Mey Diego CEO’su Levent Kömür’ün verdiği rakamlar ilginç: Şirket, gıdadaki ilk 5 büyük şirketin içinde. “Biz çiftçiyiz” diyor, Şarköy ve Elazığ’da hatırı sayılır bağları var. “Biz sanayiciyiz” diyor, 9 fabrikaları, 25 şaraphaneleri var.
“Biz ihracatçıyız” diyor, alkollü de olsa, yaş meyve sebze ihracatçısı olarak kabul ediliyorlar ve en üst sıralardalar!
Modacı Karim Raşit’in tasarladığı kadeh.
Yarısı kadın
Takdir ettiğimiz bir diğer konu ise kadının işgücüne katılımının en yüksek olduğu işletmelerden biri, yarıdan fazlası, yüzde 61’i kadın; yönetim kurulu üyeleri ise yarı yarıya, tam bir eşitlik var. Zaten Levent Kömür, “İşimiz içki satmaktan çok, modern hayat biçimini korumak. Onu da kadın sağlıyor, hiç korkak kadın görmedim” diye ekliyor.
Tadım yemeğindeki şarapları 14 yıldır sektörde olan Özge Kaymaz Özkan seçmiş. Kayra Şarköy Şaraphanesi’nin başında, pek çok altın madalyası var. Yemek mönüsü ise Şef Didem Şenol’dan. O da psikoloji eğitiminden sonra mutfağa merak salıp eğitimini aldıktan sonra bugün ünlü bir şef!
Uskumru Dolması’ Didem Şenol’dan.
Hazırladığı mönüyü kıskandırmamak için anlatmayacağım!
İçkide tekel kalktıktan sonra piyasaya giren dünyanın en büyük alkollü içecek şirketi Diego’nun, bütün engellere rağmen hâlâ Türkiye’de kalıyor olması bizim için bir şans.
Onbin yıldır
Onbin yıldır, buğday ve ekmekten sonra üzüm ve şarap üretilen Anadolu’da hâlâ dünyanın en güzel üzümleri yetişiyor ve bu üzümlerden yapılan şaraplar dünya sofralarına layık. İstihdam ve gelir sağlaması da cabası.
İWSA’da ise işin eğitimi ve sertifika veriliyor. Şimdiye kadar 12500 kişi someliye (şarap garsonu) ve barmenlik eğitimi almış. Hepsi iş bulmuş. Daha ne olsun?

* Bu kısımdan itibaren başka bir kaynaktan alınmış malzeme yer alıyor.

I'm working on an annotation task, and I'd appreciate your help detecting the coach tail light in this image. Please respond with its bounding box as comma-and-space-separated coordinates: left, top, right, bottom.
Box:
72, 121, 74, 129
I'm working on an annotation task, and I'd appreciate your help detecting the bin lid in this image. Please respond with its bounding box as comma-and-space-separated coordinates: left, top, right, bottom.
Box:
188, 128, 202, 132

Bir ‘hakaret’ sadece hakaret değildir
Lübnan’ın Yabancı dilde en iyi Oscar Aday Adayı olan filmi “Hakaret”, ülkenin çok dinli toplumunun içindeki çatışmaya dikkat çekiyor. Lübnan, Ortadoğu’nun, Müslüman, Hıristiyan, Ermeni toplumlarının küçücük topraklarında birlikte yaşadığı bir ülke. Ticareti, parayı, eğlenmeyi, yemeyi içmeyi seven Lübnan’ın başkenti Beyrut, güzelliği ve gelişmişliğiyle bir zamanlar Ortadoğu’nun Paris’i idi. Ne ki savaşların, kavgaların sürdüğü coğrafyada kalıp da barış içinde yaşamak mümkün mü? Topraklarından sürülen Filistinli göçmenlerin yoğun nüfus baskısı, dinler arası çatışma, adaletsiz ve mutsuz yaşamın getirdiği öfke ve şiddet, bu küçük ülkeyi barut fıçısı haline getirdi.

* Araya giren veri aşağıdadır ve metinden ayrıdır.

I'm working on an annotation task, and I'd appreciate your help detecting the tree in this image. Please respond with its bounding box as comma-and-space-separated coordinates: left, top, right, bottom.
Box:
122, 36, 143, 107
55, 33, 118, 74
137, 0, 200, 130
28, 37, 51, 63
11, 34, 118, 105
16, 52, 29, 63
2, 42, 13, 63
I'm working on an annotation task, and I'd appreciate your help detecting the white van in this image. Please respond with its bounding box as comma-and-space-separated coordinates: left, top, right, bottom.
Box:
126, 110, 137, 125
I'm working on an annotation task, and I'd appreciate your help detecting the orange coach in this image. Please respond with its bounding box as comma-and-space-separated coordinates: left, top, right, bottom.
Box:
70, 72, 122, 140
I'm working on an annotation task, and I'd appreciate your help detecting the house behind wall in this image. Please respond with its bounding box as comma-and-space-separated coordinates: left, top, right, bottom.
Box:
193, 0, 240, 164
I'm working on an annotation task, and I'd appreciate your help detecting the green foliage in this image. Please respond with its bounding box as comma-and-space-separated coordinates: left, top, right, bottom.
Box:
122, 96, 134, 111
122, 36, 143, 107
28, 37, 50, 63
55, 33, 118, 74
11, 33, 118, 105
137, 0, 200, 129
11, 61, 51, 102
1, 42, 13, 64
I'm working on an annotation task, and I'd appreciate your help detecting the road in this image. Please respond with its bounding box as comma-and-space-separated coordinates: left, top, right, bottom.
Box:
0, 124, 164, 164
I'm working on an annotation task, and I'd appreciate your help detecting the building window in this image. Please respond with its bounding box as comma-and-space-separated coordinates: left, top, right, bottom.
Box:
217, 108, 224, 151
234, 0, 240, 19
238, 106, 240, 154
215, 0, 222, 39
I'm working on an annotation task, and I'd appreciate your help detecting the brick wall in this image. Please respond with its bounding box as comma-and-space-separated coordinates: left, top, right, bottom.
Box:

Hıristiyan Tony’nin Filistinli Yasser’e öfkesi bebeğin hayatını tehlikeye atar.
Kökü derinde
Lübnanlı yönetmen Zaid Doueiri de filminde, kökü bu derin anlaşmazlıklardan kaynaklanan, ama basit bir ‘hakaret ve özür’ istemiymiş gibi gözüken olaydan hareketle, aslında büyük kavgaların ve hatta savaşların bile nasıl da çatışma ortamından, düşmanlaştırılmış toplumsal grupların arasındaki gerginlikten geldiğini anlatıyor.
Tony (Adel Karam), Beyrut’ta yıkık dökük bir evde hamile eşiyle yaşayan Hıristiyan Arap bir oto tamircisidir. Filistinli Yasser (Kamel El Basha) ise o mahalledeki alt yapı çalışmalarını yürüten şirkette aslında mühendis olmasına rağmen, Filistinli olduğu için ustabaşı konumunda çalışmaktadır. Tony balkonunu yıkarken aşağıdaki işçileri ıslatır.
Bundan ötürü özür de dilemez ve balkonun su giderini onarmak isteyen ustalara izin vermediği gibi onların yaptıklarını da bozar. İtiş kakış sonrası mahkemelik olurlar.
Savaş nedeni
Filmde milliyetçiliğin, toplumun bölünüp kışkırtılmasının ve özellikle üstü örtülüp adaletin sağlanmadığı şiddet ve olayların nasıl tortu bırakıp yıllar sonra zehir olarak çıktığı da ustaca vurgulanıyor.
Filmde kendi ülkemizi düşünmekten de duramadım. Giderek, bırakın mezhep farklarını, farklı yaşam biçimlerine bile tahammülsüzlüğün ve müdahalenin başladığı, toplumu dönüştürmek için her türlü siyaset mühendisliğinin yapıldığı bir ortam nasıl sonuçlar verecek?
Sinema, bu tehlikeleri düşünmemizi sağlıyor, geçmişi ve geleceği, görsel olarak önümüze koyuyor!